# Huge free range wild boar!



## buckeroo (Nov 6, 2009)

This monster was taken by my dad . No fences or anything like that. This one has the best teeth out of all the hogs we have taken so far this year. 

He had been fighting too. Check out that ear! Pictures do no justice to how huge this hog was!


----------



## BRIAN1 (Nov 6, 2009)

Good hog! That would make a nice mount.


----------



## redneckcamo (Nov 6, 2009)

Nice one right there for sure ....congrats !!!

What was the weight ?


----------



## havin_fun_huntin (Nov 6, 2009)

thats nice there congrats to ya dad


----------



## buckeroo (Nov 6, 2009)

redneckcamo said:


> Nice one right there for sure ....congrats !!!
> 
> What was the weight ?



We dont have any way to weigh them, but I weigh about 280 and I looked small next to him. I'd say he'd go 320-350.


----------



## redneckcamo (Nov 6, 2009)

buckeroo said:


> We dont have any way to weigh them, but I weigh about 280 and I looked small next to him. I'd say he'd go 320-350.



sounds like a redneck scales 2 me ...... I got one just like it  .........


----------



## Florida Curdog (Nov 6, 2009)

Good one. Nice hooks   That cut in his ear is from a pocket knife.  That's somebody's ear mark.


----------



## buckeroo (Nov 6, 2009)

Florida Curdog said:


> Good one. Nice hooks   That cut in his ear is from a pocket knife.  That's somebody's ear mark.

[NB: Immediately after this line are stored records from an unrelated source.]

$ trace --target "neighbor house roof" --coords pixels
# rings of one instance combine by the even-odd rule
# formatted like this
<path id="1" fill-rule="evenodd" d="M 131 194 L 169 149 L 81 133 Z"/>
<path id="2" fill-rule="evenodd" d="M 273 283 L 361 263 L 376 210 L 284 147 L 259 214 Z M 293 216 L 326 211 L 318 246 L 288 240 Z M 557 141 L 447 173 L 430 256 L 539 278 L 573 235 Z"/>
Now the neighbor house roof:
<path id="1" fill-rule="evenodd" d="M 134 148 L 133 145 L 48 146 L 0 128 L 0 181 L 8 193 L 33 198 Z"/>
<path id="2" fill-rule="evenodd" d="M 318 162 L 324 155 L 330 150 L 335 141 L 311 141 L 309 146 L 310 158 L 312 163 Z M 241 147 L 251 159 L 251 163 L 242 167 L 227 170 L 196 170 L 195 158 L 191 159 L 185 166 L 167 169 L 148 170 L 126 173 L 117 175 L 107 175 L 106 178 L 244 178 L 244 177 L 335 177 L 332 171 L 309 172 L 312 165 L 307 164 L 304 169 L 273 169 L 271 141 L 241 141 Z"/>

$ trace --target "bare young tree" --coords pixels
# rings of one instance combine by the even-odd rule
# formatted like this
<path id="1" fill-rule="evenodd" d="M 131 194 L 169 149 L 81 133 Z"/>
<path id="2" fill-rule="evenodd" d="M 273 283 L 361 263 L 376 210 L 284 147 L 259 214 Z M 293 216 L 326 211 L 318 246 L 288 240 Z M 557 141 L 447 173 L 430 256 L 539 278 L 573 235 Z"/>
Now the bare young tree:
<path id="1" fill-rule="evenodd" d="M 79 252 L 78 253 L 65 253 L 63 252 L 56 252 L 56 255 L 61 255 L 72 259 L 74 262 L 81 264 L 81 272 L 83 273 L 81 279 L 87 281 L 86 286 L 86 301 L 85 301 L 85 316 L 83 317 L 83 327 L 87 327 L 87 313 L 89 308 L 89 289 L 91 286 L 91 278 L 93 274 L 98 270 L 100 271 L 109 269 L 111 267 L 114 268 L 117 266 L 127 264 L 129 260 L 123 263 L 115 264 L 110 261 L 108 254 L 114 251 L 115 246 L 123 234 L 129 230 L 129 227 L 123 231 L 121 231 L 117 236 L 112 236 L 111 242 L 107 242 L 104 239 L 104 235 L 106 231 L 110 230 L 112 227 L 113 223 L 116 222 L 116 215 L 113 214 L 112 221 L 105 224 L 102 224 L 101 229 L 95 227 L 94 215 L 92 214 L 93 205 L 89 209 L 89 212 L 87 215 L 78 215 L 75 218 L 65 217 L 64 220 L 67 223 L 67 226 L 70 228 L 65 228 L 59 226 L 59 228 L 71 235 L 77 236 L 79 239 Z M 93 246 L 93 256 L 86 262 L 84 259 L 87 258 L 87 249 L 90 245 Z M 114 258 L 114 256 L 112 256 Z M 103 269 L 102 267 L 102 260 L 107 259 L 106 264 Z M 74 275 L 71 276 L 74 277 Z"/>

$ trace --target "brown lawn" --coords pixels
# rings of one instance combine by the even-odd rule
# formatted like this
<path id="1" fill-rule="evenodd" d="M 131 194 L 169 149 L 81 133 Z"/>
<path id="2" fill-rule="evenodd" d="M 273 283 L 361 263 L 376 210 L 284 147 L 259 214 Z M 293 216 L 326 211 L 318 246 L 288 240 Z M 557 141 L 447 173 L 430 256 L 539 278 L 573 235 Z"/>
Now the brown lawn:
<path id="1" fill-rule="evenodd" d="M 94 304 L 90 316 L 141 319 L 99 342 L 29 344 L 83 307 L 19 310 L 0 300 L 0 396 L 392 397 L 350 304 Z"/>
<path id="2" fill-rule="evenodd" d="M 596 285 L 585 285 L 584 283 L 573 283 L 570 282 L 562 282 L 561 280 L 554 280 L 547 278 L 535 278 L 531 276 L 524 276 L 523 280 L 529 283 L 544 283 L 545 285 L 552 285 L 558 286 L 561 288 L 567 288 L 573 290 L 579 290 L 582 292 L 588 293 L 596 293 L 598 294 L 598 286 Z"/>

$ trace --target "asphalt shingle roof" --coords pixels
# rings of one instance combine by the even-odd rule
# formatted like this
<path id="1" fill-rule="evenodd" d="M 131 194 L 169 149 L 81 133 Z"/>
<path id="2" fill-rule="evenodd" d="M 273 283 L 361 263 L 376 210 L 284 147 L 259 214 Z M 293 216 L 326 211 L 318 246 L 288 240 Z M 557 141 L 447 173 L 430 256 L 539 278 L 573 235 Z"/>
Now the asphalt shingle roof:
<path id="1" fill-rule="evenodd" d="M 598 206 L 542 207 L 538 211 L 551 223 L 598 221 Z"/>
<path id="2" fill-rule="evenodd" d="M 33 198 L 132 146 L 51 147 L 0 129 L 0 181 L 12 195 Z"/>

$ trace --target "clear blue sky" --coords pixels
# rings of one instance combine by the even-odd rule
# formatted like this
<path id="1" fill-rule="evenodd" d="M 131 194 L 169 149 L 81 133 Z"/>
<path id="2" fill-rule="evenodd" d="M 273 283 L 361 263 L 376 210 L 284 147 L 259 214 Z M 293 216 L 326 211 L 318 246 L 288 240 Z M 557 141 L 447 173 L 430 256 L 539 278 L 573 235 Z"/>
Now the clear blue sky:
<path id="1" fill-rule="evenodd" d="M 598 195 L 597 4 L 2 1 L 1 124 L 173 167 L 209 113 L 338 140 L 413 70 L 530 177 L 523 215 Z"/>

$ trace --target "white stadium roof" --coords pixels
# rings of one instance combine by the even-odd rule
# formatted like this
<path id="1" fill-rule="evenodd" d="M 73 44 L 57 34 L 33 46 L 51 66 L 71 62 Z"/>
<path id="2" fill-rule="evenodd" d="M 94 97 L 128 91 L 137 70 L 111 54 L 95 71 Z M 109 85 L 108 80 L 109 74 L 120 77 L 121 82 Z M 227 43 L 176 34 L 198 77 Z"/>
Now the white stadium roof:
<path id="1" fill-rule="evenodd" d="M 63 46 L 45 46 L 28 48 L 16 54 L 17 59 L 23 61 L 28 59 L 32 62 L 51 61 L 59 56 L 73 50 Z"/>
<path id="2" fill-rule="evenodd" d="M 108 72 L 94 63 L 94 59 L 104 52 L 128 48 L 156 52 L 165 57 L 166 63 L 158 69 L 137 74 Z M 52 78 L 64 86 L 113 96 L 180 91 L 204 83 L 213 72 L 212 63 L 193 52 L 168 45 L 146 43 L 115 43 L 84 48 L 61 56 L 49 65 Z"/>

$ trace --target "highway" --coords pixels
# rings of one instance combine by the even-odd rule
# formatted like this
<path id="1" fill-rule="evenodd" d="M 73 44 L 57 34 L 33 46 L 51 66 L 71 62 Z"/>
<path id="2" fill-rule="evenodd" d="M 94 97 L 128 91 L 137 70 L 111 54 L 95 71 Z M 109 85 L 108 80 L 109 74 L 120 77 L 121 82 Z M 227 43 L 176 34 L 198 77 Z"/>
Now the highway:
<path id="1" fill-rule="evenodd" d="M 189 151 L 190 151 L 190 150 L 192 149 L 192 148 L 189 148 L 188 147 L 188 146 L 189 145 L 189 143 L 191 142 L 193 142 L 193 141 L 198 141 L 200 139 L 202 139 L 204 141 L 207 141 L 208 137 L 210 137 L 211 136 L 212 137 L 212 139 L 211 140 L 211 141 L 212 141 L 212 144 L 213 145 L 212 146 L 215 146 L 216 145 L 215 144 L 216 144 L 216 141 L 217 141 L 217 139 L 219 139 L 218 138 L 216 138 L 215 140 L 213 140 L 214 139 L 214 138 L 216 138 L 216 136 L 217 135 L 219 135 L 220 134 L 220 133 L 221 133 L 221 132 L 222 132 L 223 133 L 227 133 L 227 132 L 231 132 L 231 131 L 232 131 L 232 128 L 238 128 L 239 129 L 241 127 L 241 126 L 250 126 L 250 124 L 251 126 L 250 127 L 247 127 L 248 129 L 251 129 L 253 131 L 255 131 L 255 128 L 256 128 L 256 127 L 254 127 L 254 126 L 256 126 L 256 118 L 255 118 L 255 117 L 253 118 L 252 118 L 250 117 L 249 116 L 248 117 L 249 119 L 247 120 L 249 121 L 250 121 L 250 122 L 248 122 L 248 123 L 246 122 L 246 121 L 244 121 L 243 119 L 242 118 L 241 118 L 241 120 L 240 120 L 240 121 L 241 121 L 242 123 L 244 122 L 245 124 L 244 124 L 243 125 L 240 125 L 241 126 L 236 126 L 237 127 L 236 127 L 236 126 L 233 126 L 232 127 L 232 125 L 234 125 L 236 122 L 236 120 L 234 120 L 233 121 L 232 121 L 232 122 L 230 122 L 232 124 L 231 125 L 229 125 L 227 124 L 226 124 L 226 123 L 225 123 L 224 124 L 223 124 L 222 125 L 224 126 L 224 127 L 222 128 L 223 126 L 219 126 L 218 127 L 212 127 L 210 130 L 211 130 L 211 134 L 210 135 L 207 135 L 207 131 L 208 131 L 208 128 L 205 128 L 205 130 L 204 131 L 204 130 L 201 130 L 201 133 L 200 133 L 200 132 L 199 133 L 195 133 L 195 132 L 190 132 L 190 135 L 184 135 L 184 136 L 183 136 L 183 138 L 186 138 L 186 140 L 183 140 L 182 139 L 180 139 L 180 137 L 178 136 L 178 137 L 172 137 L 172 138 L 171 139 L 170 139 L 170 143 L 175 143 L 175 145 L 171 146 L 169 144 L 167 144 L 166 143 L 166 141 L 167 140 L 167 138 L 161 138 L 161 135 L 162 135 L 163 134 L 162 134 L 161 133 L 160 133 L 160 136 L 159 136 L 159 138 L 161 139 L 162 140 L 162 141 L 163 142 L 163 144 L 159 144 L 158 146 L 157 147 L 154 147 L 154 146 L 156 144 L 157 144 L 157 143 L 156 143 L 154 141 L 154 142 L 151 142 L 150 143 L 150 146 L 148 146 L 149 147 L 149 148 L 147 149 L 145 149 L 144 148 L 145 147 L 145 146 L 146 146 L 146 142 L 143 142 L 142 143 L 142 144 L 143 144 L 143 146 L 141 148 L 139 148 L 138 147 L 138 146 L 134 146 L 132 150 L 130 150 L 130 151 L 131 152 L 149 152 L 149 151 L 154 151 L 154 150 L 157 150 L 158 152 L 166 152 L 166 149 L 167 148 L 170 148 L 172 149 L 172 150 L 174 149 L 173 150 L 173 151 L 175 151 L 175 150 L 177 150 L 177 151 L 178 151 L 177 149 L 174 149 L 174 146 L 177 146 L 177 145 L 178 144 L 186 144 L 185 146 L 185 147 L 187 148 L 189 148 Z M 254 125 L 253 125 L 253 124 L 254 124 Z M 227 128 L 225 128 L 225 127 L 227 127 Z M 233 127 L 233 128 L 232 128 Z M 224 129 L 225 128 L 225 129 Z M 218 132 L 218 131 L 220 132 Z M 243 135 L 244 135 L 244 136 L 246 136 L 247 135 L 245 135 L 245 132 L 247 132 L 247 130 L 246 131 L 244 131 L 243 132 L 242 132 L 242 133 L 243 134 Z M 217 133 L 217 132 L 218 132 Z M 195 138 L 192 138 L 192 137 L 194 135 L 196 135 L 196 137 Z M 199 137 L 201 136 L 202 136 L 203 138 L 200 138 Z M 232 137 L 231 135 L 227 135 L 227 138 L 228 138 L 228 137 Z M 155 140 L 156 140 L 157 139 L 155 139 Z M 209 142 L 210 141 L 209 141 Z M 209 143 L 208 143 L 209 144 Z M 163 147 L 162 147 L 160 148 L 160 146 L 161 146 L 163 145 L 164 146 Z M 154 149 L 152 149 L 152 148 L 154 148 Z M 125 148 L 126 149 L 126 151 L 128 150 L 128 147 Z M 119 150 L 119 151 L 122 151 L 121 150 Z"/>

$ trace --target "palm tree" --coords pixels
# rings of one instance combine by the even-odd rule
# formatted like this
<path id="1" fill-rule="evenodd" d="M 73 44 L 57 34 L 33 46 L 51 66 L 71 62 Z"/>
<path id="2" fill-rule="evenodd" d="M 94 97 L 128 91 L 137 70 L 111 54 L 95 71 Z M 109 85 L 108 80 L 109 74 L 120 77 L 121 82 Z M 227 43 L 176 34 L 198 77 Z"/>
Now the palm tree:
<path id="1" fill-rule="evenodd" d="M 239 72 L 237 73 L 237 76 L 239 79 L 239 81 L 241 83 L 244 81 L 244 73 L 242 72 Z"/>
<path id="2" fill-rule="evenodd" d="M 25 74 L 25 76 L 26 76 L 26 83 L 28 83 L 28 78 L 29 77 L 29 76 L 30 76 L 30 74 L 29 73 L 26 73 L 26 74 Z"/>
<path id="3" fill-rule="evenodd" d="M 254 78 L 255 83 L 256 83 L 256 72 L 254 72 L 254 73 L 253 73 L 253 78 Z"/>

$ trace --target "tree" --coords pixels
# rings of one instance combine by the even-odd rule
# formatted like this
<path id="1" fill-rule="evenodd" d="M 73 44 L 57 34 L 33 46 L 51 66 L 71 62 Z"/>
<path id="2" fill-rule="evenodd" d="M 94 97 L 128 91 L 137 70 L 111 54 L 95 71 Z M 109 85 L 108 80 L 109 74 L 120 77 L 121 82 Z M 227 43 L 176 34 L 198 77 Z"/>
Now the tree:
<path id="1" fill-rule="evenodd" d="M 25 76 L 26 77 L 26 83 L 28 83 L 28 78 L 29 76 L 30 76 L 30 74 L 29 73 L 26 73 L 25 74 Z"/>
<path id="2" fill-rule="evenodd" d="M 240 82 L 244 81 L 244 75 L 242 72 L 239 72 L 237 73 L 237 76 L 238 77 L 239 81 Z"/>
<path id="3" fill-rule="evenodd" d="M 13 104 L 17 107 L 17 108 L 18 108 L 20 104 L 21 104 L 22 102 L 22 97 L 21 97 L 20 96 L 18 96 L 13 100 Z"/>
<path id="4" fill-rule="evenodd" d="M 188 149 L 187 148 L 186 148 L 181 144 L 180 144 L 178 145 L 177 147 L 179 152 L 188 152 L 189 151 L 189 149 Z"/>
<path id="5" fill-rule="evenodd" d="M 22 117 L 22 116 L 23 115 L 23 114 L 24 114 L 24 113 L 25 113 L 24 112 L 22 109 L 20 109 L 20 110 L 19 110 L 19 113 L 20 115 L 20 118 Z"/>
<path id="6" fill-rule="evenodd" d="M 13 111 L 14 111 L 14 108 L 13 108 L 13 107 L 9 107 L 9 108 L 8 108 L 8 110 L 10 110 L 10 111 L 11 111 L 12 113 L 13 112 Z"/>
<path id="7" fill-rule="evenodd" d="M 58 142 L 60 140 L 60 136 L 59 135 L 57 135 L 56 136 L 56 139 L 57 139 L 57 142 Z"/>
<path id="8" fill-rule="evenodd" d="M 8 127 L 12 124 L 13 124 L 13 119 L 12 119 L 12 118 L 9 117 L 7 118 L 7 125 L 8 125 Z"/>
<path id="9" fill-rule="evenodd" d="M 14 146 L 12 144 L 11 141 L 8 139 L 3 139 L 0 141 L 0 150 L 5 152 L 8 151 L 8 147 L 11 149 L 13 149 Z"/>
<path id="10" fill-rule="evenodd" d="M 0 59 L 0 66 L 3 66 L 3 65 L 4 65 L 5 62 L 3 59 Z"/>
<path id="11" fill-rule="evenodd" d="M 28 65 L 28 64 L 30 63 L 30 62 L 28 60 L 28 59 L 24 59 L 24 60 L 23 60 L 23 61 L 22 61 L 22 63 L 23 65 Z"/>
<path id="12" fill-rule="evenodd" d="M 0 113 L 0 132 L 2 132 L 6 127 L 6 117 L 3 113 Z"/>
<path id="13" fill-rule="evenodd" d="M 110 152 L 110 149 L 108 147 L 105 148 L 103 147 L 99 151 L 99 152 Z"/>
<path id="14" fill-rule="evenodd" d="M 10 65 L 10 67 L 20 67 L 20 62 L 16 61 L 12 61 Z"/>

Dang, I wonder who could have done that! Where we hunt is very isolated near the Flint river. Not many clubs nearby.


----------



## WolfPack (Nov 6, 2009)

A very nice specimen there!!  Good job!


----------



## spaz (Nov 6, 2009)

That is a good hog!! Congrads


----------



## buddylee (Nov 6, 2009)

That hog has some good blood in him.


----------



## Carolina Diesel (Nov 6, 2009)

good one congrats


----------



## chickenman (Nov 18, 2009)

where did the hog come from on the flint we hunt alot of the flint at night with farmers permission but most of the deer hunters never know we were there


----------



## bigreddwon (Nov 19, 2009)

Nice hog, a true brute


----------



## Florida Curdog (Nov 19, 2009)

I have marked many boar hogs and not cut them.


----------



## bfriendly (Nov 20, 2009)

Looks like he may have a lil Russian in em........GOOD LOOKIN HOG!!


----------